Hypothesis
Serial serum neurofilament light chain (NfL) measurements, modeled via Bayesian changepoint detection, identify subclinical neuronal injury in systemic lupus erythematosus (SLE) patients 8–16 weeks before clinically manifest neuropsychiatric lupus (NPSLE) events, with a sensitivity >80% and specificity >75% when combined with anti-ribosomal P antibody titers.
Background
NPSLE affects 20–40% of SLE patients and carries significant morbidity, yet early detection remains elusive. Current diagnosis relies on clinical presentation plus neuroimaging — both inherently late markers. Serum NfL, a cytoskeletal protein released upon neuroaxonal damage, has emerged as a sensitive biomarker in multiple sclerosis and neurodegenerative diseases but remains underexplored in autoimmune neuroinflammation.
Rationale
Autoantibody-mediated blood-brain barrier (BBB) disruption and intrathecal complement activation precede clinical NPSLE by weeks to months. NfL release reflects ongoing neuronal damage regardless of etiology. We hypothesize that:
- NfL trajectory inflection (detected via Bayesian online changepoint detection, BOCPD) precedes clinical NPSLE by 8–16 weeks
- Combined NfL + anti-ribosomal P improves discrimination over either biomarker alone (additive information: structural damage + autoimmune specificity)
- NfL velocity (rate of change, pg/mL/week) outperforms absolute NfL thresholds for prediction
Proposed Methodology
- Design: Prospective cohort, n ≥ 150 SLE patients, monthly serum NfL (Simoa platform) + anti-ribosomal P for 24 months
- Primary endpoint: Time from NfL changepoint to first NPSLE event (ACR case definitions)

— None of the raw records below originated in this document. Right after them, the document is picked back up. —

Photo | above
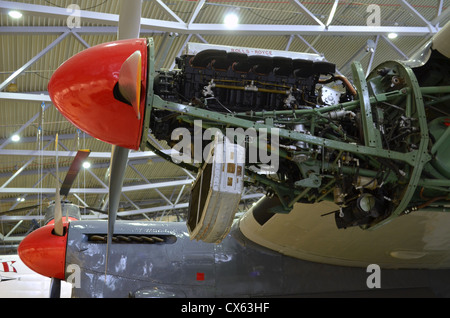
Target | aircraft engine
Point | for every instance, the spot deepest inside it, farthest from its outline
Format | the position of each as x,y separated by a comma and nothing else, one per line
378,146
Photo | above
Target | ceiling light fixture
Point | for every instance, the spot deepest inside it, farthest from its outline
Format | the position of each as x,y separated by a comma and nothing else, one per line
15,14
392,35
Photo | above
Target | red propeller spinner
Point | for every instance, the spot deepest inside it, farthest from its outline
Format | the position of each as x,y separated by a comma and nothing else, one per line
99,91
45,252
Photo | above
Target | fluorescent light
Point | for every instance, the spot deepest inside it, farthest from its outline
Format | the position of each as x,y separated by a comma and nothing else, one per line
86,165
333,11
15,14
231,20
392,35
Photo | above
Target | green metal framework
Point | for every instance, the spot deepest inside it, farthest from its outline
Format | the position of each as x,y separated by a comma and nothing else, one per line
320,174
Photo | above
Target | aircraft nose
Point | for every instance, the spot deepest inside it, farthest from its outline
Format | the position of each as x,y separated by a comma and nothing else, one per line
85,90
44,252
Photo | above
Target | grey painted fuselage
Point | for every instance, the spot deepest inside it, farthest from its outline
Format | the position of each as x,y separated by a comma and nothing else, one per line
237,267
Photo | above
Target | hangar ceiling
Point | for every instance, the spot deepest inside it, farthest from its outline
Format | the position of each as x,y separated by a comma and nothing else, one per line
49,32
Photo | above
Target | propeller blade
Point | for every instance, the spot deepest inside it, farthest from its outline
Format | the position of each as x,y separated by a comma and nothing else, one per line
55,288
81,155
58,227
130,81
118,164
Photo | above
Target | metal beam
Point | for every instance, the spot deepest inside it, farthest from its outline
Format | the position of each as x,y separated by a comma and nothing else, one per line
332,13
90,30
170,12
32,61
197,9
28,123
442,16
395,47
132,188
25,96
311,17
103,155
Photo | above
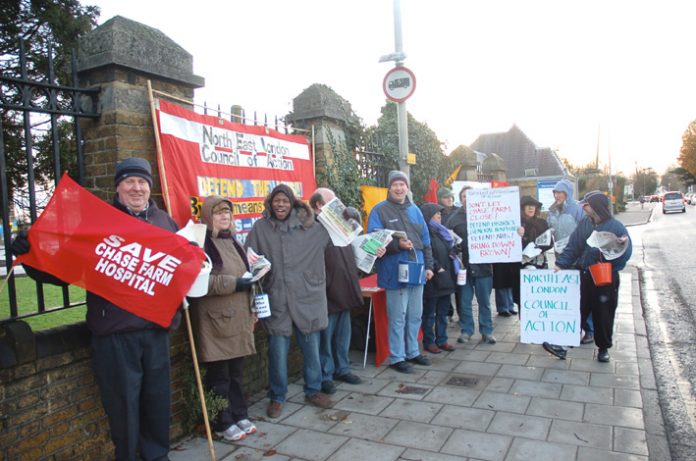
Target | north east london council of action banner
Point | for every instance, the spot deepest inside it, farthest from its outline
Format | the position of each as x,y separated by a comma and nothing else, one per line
85,241
204,155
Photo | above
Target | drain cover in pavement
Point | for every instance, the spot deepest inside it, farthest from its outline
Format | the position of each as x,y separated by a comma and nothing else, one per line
466,381
404,389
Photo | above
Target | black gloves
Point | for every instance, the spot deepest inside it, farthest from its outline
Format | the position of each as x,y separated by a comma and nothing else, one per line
20,245
243,284
352,213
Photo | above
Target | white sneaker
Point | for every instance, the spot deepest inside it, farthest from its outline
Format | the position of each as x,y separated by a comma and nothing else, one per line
247,426
232,433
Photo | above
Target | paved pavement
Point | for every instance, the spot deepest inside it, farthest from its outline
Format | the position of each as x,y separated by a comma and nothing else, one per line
507,401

- Statistical framework: BOCPD with Gaussian conjugate prior for changepoint detection; Cox proportional hazards with time-varying NfL covariates; Bayesian logistic regression with horseshoe prior for multivariate prediction
- Validation: 10-fold cross-validation + external cohort (BILAG-BR or Euro-Lupus)
Testable Predictions
- NfL changepoint detection will precede clinical NPSLE diagnosis by ≥8 weeks in >70% of incident cases
- NfL velocity (Δ pg/mL/week) will have AUC >0.80 for 16-week NPSLE prediction
- Combined NfL + anti-ribosomal P model will achieve net reclassification improvement (NRI) >0.15 over NfL alone
- Patients with NfL changepoint but no subsequent NPSLE event will show subclinical white matter changes on follow-up MRI (>60%)
Limitations
- NfL is not specific to lupus-mediated neuronal injury — concurrent infections, metabolic derangements, or medications (e.g., cyclophosphamide neurotoxicity) may confound
- Simoa platform cost and accessibility limit generalizability to resource-limited settings
- Monthly sampling may miss rapid NfL kinetics; weekly sampling in a subset would strengthen temporal resolution
- Anti-ribosomal P prevalence varies by ethnicity (higher in Latin American and Asian cohorts), potentially limiting model calibration across populations
Clinical Significance
Early identification of impending NPSLE could enable preemptive escalation to CNS-penetrant immunosuppression (intrathecal methotrexate, high-dose glucocorticoids, rituximab) before irreversible neuronal damage accumulates. A serum-based predictive biomarker would be transformative given the current reliance on late-stage neuroimaging and clinical syndromic diagnosis. This approach aligns with precision medicine paradigms — using longitudinal biomarker trajectories rather than single-timepoint thresholds for prognostication.